Telling Our Stories:
Story telling is the Shuswap
way of passing our history
to the next generations
Meeting Columbus - A ceremony where Columbus landed
After one day on the high seas, I started feeling the effects of motion sickness and it was awful. This would last pretty well most of the trip. The only time I was able to tolerate that horrible feeling was when I was up on top of the ship in the bridge where I could keep my eyes on the open waters or when I was down in my bunk in a horizontal position. When it was time to sleep, I had to take the shortest route to my bunk because I would start feeling nauseous immediately. I had to take the same procedure when I got up. It was days before I was able to eat anything and hold it down. I wouldn't have eaten at all except I knew I had to, to stay alive. On thing I found out was that we needed to bring our own water as the water on the ship although potable, was not pleasing to the taste.

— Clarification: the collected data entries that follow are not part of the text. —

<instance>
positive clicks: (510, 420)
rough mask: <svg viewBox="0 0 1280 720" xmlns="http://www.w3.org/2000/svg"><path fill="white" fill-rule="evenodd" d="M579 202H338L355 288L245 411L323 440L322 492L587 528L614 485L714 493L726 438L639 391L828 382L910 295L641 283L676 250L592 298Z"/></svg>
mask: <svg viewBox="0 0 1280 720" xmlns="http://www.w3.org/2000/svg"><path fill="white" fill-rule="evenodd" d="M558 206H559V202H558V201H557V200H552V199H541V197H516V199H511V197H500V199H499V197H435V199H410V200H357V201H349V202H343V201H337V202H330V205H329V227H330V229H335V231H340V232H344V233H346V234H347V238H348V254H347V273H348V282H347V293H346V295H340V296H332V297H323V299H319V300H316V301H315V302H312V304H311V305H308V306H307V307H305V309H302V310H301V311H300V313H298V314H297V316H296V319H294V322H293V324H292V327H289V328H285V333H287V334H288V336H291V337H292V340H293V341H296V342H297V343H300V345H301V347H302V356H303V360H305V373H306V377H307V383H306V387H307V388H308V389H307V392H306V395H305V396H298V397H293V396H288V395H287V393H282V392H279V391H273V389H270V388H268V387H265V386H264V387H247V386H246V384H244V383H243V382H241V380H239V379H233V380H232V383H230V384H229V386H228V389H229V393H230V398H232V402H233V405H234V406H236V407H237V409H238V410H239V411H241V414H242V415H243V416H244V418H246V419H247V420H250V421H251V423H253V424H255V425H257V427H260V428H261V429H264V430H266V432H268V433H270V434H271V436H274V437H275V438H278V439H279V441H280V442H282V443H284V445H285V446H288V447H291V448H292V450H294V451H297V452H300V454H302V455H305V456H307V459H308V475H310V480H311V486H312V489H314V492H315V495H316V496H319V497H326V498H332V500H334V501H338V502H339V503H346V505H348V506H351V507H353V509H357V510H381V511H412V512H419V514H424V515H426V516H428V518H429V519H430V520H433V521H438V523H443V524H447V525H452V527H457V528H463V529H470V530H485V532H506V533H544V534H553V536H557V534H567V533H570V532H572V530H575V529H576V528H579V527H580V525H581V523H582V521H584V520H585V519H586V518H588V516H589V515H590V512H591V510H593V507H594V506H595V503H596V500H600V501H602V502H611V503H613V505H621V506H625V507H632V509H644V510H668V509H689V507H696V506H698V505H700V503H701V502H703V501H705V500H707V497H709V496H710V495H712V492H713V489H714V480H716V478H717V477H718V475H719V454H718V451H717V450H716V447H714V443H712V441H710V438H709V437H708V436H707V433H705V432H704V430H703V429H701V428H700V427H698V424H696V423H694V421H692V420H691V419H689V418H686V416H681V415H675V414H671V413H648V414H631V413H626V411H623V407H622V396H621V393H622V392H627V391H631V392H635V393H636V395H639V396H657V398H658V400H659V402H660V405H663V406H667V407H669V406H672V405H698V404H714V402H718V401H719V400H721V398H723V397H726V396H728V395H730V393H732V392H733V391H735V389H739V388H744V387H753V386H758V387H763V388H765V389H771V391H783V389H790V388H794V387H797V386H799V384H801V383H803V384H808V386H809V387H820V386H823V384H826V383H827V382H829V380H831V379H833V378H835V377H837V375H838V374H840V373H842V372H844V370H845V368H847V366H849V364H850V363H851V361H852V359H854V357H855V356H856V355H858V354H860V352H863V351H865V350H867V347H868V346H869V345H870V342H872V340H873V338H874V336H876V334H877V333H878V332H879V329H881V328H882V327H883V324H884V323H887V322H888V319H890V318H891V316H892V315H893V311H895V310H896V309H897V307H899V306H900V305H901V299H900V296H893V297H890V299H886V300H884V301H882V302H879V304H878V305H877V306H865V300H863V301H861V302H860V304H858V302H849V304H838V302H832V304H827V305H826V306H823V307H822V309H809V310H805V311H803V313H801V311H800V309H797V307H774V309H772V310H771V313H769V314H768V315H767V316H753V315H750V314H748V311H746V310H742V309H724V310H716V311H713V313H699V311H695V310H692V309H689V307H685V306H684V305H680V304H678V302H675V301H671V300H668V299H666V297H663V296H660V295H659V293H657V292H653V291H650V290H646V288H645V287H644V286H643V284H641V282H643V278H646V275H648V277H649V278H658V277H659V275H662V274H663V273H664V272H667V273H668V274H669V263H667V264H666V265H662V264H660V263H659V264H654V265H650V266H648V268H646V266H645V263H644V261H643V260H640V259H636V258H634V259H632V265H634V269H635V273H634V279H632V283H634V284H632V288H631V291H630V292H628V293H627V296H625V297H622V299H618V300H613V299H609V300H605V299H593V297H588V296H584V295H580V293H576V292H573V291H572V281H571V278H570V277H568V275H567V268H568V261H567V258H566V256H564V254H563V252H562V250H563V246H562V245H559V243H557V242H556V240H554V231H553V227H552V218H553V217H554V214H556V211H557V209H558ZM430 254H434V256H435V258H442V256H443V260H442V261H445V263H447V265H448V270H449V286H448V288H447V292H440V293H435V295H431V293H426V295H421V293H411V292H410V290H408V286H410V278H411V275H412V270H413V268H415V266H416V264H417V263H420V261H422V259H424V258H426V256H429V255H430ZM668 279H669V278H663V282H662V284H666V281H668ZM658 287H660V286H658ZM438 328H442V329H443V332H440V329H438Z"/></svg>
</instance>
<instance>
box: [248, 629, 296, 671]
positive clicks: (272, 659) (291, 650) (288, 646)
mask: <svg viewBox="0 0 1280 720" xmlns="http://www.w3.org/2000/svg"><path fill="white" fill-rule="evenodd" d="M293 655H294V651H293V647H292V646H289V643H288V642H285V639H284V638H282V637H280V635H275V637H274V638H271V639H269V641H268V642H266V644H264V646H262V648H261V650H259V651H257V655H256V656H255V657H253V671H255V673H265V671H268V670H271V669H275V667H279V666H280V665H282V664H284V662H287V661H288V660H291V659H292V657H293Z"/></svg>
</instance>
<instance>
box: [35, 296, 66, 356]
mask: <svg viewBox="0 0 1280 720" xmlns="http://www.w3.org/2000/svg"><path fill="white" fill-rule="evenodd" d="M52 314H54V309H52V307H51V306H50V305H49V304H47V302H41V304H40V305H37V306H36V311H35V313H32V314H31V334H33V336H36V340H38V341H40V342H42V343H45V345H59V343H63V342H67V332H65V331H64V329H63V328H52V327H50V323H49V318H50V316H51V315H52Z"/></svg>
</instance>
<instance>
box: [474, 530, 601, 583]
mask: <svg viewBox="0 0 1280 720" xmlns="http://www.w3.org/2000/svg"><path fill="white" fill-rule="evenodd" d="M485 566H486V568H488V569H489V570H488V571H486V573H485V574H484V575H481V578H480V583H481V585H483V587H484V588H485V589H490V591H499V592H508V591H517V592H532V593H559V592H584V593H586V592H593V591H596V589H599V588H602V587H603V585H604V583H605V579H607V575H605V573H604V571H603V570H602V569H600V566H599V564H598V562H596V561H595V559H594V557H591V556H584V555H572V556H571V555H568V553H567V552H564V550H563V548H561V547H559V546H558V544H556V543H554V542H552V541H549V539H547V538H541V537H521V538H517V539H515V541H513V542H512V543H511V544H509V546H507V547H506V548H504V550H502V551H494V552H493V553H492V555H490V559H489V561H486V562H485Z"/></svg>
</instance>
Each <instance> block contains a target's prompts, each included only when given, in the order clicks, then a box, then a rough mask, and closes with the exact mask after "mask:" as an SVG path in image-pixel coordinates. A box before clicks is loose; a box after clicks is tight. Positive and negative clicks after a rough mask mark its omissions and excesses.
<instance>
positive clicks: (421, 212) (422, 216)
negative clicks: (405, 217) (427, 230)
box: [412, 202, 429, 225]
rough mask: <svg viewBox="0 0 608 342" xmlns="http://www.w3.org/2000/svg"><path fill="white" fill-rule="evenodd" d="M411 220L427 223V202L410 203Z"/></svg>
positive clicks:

I was able to buy a supply of water during a stop we made at one island. We stocked up on chocolates, chips, and canned meat. I say this because we also found that the cooks on the ship were vegans. That means they did not eat or prepare meals with meat, eggs, or anything that came from animals. So we had a lot of beans and salads.
First Nation Peoples in Canada, from the very beginning, were and are pretty well hunters. That means we ate meat. So, vegan was never part of our dialogue. As a matter of fact, someone told me jokingly that the word ‘vegan’ translated as ‘poor hunter’. Having a boat-load of First Nation people and having vegan cooks was not a good idea. So, on our very first island stop, you guessed it, we bought out most of the canned meat and any eggs we could find in the little stores there.
On one of these little island stops, we had to refill our gas cans for the Zodiacs and power boats. Anyone who wanted to go to shore fit into one zodiac. So we spent a morning on shore enjoying the hotel there and swimming in the amazingly clear blue water. In the afternoon, someone hired a bus and we all went to the exact site where Columbus first touched shore in North America. We held a ceremony there which was not exactly to respectfully celebrate this historic event. Someday someone may relate the exact details of the ceremony.
On our way back to the Sea Shepard, the motor on the Zodiac stalled and we could not restart it. It was determined by our mechanic that we had been sold some bad gas. Whether it was intentional or not we do not know. Who knows what kind of gas you get on some of these isolated islands. Another Zodiac was sent out and we had to be towed back to the boat. After a few more days at sea we finally arrived in San Juan, Puerto Rico where the three Columbus ships were supposed to land.